Собираюсь даже испортить ему настроение, спросив про маму или бабушку. Но понимаю, что так не только ему, но и себе весь день испоганю.
— Что говорил узист? Я так переживала, всё прослушала.
— Сейчас доедем до рестика, расскажу.
Егор как раз заворачивает на парковку и красивого здания. Выбираюсь из машины и любуюсь. Ресторан занимает, насколько я понимаю, первый этаж. Смотрится внушительно, если честно. Наверное, внутри потеряться можно. Ожидаю увидеть много золота, красного бархата и колонн. Не знаю, откуда такая ассоциация. Может, в книжках подобное видела. Но тут ожидает сюрприз: огромный светлый зал, в котором всё оформлено в черно—белой цветовой гамме и яркими пятнами выделены желтые детали. Круто и стильно.
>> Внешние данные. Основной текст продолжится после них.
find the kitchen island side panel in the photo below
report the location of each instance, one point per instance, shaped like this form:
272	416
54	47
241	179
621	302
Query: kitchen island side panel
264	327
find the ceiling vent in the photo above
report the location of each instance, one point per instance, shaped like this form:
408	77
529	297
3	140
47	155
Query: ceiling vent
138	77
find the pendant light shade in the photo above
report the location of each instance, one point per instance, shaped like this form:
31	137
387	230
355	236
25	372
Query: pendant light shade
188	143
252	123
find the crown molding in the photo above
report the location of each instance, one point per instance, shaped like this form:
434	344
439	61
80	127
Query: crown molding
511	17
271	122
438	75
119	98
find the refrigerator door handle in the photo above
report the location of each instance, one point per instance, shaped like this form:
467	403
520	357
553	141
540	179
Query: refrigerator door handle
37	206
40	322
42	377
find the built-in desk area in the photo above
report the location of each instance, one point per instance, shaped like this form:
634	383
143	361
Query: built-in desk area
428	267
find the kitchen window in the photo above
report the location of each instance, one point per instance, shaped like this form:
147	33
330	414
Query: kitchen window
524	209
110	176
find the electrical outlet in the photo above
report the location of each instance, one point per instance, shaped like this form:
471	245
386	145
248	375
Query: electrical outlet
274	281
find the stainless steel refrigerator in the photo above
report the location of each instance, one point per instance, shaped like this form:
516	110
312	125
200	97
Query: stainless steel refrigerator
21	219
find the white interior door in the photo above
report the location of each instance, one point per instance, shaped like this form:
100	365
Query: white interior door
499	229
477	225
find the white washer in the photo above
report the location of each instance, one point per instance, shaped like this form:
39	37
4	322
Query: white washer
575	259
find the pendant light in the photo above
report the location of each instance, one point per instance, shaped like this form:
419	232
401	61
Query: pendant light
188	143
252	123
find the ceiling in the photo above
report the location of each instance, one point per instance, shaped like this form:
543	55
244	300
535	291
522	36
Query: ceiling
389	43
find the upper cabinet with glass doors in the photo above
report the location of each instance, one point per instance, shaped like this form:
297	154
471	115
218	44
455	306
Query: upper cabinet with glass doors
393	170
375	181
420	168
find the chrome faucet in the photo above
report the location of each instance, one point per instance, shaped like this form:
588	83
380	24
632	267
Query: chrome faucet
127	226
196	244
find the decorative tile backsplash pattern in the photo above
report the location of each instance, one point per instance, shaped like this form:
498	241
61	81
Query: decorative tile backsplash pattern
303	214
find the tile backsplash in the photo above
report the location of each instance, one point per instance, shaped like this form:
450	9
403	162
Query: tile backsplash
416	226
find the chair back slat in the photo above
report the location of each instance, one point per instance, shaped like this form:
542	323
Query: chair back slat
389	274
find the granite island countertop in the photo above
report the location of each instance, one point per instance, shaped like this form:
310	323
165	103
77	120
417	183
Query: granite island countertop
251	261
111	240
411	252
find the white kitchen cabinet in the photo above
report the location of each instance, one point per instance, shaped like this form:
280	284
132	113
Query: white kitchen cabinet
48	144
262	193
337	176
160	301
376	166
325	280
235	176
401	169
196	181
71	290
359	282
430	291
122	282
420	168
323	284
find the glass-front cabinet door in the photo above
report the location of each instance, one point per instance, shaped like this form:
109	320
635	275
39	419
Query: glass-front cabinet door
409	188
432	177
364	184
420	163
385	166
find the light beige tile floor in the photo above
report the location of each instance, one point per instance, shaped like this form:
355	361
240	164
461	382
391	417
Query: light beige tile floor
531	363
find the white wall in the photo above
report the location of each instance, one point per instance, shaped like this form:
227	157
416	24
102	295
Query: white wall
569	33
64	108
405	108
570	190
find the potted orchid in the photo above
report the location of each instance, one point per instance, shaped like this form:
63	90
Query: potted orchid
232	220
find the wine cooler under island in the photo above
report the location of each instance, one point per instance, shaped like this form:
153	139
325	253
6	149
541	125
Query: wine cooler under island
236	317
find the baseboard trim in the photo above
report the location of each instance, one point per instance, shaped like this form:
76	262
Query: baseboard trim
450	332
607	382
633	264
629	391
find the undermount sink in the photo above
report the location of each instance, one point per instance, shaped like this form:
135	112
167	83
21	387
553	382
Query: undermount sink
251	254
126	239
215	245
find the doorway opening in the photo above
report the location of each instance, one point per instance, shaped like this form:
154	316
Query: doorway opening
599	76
— Нравится? Это ресторан Дейва. Он его два года назад открыл. Тут отличная кухня, тебе должно понравиться. Кстати, лучшие креветки в городе готовят здесь.
— Звучит вкусно, но я не хочу кушать.
— А придется. Хотя бы несколько штучек. Док что сказал? Обязательно хорошее питание. Сама не хочешь, а малого корми.
— Хорошо—хорошо. Ты что ругаешься?
— Я не ругаюсь, а забочусь и переживаю. Это большая разница. — Тянет меня за руку к угловому столику. — Присаживайся на диванчик, удобнее будет.
И сам рядом устраивается, даже не думая присесть напротив.
— А Давид? Он здесь?
— Спросим сейчас.
Нам приносят меню и, пока Егор разговаривает по телефону, начинаю рассматривать картинки. От воспоминаний о креветках начинает мутить. Они были нереально вкусные, но сегодня, похоже, организм требует других вкусностей.
— Выбрала?
— Нет. Я здесь ничего не хочу. — Придвигаюсь ближе и шепчу на ушко: — Я поняла, что дико хочу винегрет.
Егор начинает хохотать, запрокидывая голову.
— А я всё ждал, когда же начнутся запросы. Винегретом не удивила.
— Что за шум, а драки нет?
— О, вот видишь, а ты по нему скучала. Вежливые люди, Давид Рустамович, здороваются сначала.
— Здравствуйте, свет очей моих Ксюша, — подмигивает мне, — и Егор Александрович. Чего ржать изволите аки конь педальный, за пределами зала слышно?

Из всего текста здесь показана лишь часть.